Family Ties?
STORY AND PHOTO BY GREG GARDNER
José Ubilla can’t prove it just yet, but the Port St. Lucie man is sure he is an ancestor to the commander of a fleet of Spanish ships which sank off the Treasure Coast in a 1715 hurricane.
“I need to trace it back to Mexico. It has to be,” said Ubilla, owner of a Fort Pierce stone and granite company. “The Basque region of Spain is where the name originated.”
In 1715 Captain-General Don Juan Esteban Ubilla left Veracruz, Mexico, to rendezvous in Havana with the Cartagena Fleet. From there, the two fleets headed for Spain by way of St. Augustine, leading a fleet of five treasure-laden ships, part of which carried the dowry for King Felipe V of Spain’s bride-to-be, Elizabeth Farnesse. Ubilla himself was aboard the ship La Capitana, which carried 1,300 chests with more than three million silver coins. Also on board were emeralds, pearls and precious Chinese porcelain.
“He ( Captain-General Ubilla) left Mexico. The name only exists (outside of Spain) in Nicaragua, Chile and Mexico. We believe he had sons. It’s not a very common name.”
The armada of 12 ships left Havana July 24 in calm seas. But on the night of July 30 and morning of July 31, the ships encountered a hurricane, forcing them aground and breaking them up. Eleven of the ships went down and half of the 2,500 crew was lost, including Ubilla. Wreckage and bodies were scattered along 30 miles of what is now known as the Treasure Coast. The survivors made it to shore by swimming or holding onto wreckage.

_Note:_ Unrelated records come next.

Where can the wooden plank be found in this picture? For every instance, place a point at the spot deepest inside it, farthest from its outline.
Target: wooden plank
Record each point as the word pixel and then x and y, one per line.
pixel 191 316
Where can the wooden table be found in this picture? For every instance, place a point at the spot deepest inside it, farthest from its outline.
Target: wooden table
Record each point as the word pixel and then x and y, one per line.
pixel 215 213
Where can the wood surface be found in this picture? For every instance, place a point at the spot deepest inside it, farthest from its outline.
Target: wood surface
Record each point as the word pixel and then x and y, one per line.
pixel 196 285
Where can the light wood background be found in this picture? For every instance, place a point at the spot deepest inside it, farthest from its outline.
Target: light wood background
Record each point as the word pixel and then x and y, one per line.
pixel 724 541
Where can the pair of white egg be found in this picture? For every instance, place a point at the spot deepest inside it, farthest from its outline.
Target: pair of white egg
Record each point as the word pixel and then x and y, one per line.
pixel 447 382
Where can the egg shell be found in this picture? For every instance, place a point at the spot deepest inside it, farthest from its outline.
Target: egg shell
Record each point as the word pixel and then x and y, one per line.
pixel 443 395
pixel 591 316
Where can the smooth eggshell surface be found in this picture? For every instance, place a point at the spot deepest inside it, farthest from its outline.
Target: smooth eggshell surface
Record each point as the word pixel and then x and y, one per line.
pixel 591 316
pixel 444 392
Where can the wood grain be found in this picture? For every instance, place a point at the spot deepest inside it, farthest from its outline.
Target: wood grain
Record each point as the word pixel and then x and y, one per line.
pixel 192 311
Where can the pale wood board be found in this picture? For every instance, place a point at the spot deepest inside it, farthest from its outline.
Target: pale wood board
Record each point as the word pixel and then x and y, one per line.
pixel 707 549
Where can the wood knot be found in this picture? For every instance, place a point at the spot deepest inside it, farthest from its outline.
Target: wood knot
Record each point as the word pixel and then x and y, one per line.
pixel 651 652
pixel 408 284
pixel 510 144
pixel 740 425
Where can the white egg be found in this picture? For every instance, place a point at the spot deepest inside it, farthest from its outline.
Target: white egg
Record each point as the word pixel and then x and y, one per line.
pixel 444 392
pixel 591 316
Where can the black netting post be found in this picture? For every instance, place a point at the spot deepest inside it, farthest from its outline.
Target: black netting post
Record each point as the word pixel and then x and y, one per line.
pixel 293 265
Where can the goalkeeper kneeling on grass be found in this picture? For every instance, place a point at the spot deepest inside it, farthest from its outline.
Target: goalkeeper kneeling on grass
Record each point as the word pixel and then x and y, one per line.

Captain-General Ubilla perished along with 1,000 other sailors, according to two books written about the 1715 shipwrecks. Miraculously, about 1,500 sailors survived, but many perished later from disease and raids by local Indians.
“Is it a direct coincidence or a direct link?” Jose Ubilla said. “I am going to find out. My children are intrigued by it. They are in college now, but as they grow up, I am going to encourage them to find out the truth.”
While Ubilla’s immediate ancestors are from Nicaragua, there is a 150-year gap between the genealogy that is known and the records on the captain-general, he said. “I can’t determine exactly at this point. We think he had sons who migrated to Central and South America.”
Ubilla, owner of Real Stone & Granite in Fort Pierce and Boynton Beach, and the captain-general have something else in common besides a shared last name. Like Captain General Ubilla, José Ubilla views his work as dealing in precious treasure.
“We continue to bring treasures here in the form of stones,” Ubilla said.